Line 25 : « It was after the catastrophe, when they shot the President and machine-gunned the Congress and the army declared a state of emergency. »
C. Write a short chronology of events.
- Assassination of the President
- Congress is machine-gunned
- State of emergency declared
- Constitution is suspended
- No rioting in the streets
- People stayed at home at night, watching TV and waiting for instructions
- Prolonged state of suspended animation
- Censorship and closure of media
- Appearance of roadblocks
- Identipasses
- Elections postponed
D.
Women or American women
« All those women having jobs : hard to imagine now, but thousands of them had jobs, millions. » (line 1-3) – unemployment of women to guarantee their servitude, loss of women’s rights. The first person narrator-focalizer is a woman. Her friend Moira quotes an expression of the narrator’s mother : »They’ve been building up to this. It’s you and me up against the wall, baby. »
E. Summary
F. What ingredients does the author use to turn normality to dystopia?
- Technology (from papermoney to plastic card, « everything went on Compubank ») and media are used to give further control to the totalitarian power.

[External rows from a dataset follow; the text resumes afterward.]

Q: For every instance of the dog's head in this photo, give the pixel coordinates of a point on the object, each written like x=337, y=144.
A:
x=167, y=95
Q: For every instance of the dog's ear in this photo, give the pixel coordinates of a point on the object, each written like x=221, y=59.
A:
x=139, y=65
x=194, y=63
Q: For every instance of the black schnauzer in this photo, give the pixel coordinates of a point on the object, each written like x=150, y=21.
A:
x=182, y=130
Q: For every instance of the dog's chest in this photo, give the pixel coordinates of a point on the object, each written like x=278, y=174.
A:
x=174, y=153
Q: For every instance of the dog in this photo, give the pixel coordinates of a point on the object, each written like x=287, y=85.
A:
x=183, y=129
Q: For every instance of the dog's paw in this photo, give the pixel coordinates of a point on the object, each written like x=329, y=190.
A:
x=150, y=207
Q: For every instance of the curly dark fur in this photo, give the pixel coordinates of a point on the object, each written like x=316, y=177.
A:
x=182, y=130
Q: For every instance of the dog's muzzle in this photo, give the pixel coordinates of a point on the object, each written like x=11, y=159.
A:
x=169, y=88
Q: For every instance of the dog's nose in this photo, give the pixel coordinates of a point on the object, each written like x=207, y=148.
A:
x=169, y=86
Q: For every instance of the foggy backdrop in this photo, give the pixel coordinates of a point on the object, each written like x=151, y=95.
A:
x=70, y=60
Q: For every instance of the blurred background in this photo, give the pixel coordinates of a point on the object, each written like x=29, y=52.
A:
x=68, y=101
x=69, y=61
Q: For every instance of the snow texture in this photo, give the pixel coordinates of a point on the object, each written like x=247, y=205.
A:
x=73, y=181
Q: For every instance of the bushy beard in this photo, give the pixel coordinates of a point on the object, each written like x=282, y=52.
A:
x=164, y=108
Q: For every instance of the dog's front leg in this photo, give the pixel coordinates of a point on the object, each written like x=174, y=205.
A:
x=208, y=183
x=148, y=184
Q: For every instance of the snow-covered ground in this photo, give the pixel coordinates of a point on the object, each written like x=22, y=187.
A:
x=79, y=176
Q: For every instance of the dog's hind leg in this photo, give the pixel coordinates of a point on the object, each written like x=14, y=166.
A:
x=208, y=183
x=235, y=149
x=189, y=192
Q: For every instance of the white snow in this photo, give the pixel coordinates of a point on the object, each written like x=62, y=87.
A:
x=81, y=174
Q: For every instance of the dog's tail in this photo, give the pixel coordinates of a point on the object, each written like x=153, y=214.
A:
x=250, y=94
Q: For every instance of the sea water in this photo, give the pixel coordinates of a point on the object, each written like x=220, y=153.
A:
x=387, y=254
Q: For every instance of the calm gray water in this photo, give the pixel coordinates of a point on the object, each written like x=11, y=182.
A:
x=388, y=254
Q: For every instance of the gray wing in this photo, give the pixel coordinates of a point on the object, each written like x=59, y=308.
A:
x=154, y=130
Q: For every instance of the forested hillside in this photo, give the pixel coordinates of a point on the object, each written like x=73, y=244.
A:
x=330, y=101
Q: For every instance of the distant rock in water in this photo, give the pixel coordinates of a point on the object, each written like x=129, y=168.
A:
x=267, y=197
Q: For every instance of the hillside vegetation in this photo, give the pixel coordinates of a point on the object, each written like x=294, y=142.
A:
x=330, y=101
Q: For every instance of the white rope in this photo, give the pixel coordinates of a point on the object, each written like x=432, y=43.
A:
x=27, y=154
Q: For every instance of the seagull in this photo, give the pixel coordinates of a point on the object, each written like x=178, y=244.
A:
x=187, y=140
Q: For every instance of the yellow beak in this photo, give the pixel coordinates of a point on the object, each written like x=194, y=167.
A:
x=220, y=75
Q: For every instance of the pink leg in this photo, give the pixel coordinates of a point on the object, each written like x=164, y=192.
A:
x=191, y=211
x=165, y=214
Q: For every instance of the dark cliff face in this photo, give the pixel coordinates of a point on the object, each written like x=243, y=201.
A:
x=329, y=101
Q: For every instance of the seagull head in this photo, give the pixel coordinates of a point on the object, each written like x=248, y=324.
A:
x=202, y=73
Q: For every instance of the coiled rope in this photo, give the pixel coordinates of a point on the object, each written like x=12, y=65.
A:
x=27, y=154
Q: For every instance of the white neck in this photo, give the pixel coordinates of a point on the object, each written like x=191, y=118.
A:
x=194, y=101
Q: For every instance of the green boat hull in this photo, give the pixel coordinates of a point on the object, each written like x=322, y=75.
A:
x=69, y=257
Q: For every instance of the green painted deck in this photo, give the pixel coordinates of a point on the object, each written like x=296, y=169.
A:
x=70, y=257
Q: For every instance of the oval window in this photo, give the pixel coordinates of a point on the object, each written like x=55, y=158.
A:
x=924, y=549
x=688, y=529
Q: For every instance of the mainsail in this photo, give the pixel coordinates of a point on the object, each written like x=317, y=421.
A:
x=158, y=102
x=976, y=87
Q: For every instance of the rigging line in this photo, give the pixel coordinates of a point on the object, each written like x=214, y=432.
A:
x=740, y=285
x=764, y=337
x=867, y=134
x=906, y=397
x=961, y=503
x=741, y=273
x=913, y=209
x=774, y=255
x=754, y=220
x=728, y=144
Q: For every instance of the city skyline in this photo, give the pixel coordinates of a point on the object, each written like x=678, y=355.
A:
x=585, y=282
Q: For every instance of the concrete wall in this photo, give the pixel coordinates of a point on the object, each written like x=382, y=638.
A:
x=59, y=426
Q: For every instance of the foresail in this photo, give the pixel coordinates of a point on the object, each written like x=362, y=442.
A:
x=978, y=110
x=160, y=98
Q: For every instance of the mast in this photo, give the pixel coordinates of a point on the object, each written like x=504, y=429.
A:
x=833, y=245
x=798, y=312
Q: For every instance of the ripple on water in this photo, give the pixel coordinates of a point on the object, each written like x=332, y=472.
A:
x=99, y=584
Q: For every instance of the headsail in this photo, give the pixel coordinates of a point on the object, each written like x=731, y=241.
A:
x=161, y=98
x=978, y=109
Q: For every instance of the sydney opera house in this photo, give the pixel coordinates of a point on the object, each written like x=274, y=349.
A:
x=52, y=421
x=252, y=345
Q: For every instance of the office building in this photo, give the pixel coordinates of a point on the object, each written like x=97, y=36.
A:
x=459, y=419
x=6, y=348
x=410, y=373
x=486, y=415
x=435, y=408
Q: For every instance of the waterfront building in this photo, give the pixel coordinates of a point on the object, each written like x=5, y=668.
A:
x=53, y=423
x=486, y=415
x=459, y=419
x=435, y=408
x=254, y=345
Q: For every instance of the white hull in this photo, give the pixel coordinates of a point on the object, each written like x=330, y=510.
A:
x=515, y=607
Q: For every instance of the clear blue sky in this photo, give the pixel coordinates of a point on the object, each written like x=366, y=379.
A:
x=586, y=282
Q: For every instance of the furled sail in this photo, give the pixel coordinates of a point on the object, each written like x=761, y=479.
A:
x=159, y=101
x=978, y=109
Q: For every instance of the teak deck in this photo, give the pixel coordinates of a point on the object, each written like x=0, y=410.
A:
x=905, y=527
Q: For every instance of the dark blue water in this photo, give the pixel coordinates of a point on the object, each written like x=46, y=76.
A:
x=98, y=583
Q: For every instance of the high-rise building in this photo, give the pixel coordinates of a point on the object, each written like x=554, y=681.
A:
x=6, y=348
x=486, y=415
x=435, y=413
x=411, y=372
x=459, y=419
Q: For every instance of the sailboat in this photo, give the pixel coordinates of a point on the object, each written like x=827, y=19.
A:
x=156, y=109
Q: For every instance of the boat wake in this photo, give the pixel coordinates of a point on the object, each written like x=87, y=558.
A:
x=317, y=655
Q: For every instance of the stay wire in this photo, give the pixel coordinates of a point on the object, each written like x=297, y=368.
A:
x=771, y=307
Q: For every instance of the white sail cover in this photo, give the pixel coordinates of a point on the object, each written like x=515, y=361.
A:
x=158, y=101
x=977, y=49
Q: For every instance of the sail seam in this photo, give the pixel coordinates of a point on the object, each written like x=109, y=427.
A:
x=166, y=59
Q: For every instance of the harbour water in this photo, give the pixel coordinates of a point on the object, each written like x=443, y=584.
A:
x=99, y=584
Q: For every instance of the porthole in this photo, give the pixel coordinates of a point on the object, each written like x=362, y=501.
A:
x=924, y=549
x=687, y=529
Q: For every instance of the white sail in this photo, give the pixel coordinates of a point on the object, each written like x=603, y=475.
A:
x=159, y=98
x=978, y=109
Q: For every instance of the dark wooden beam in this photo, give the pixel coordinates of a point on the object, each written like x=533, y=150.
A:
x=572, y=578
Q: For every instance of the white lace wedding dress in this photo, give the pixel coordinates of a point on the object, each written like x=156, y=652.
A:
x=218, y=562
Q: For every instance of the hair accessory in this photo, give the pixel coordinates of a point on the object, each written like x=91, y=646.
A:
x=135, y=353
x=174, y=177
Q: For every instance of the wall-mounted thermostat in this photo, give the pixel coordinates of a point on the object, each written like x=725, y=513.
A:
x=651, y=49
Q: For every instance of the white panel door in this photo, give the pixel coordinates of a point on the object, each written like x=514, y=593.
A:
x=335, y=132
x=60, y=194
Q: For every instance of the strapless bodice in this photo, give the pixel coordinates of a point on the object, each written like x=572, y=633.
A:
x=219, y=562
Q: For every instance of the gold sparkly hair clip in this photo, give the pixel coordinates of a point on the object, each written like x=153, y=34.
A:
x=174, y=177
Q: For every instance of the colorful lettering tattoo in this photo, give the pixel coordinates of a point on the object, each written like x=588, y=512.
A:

- Symbolic violence against democratic institutions (President, Congress, suspended Constitution, media) to establish totalitarianism.
- An invisible enemy (« There wasn’t even an enemy you could put your finger on » (line 38)) and scapegoating some members of society (« Islamic fanatics ») – Similar device as in Orwell’s Nineteen Eighty-Four (1949) where the enemy changes at whim.
- Fundamental rights are deprived (freedom of association/riots, elections postponed, censorship of media, Identipass and roadblocks to control movement)
- Internal focalization of a first-person narrator indicates that freethinking and independent thought are banned.- Comparison between « then » and « now » indicates nostalgia resulting from a life of extreme misery and even uncertainty and hopelessness for the future.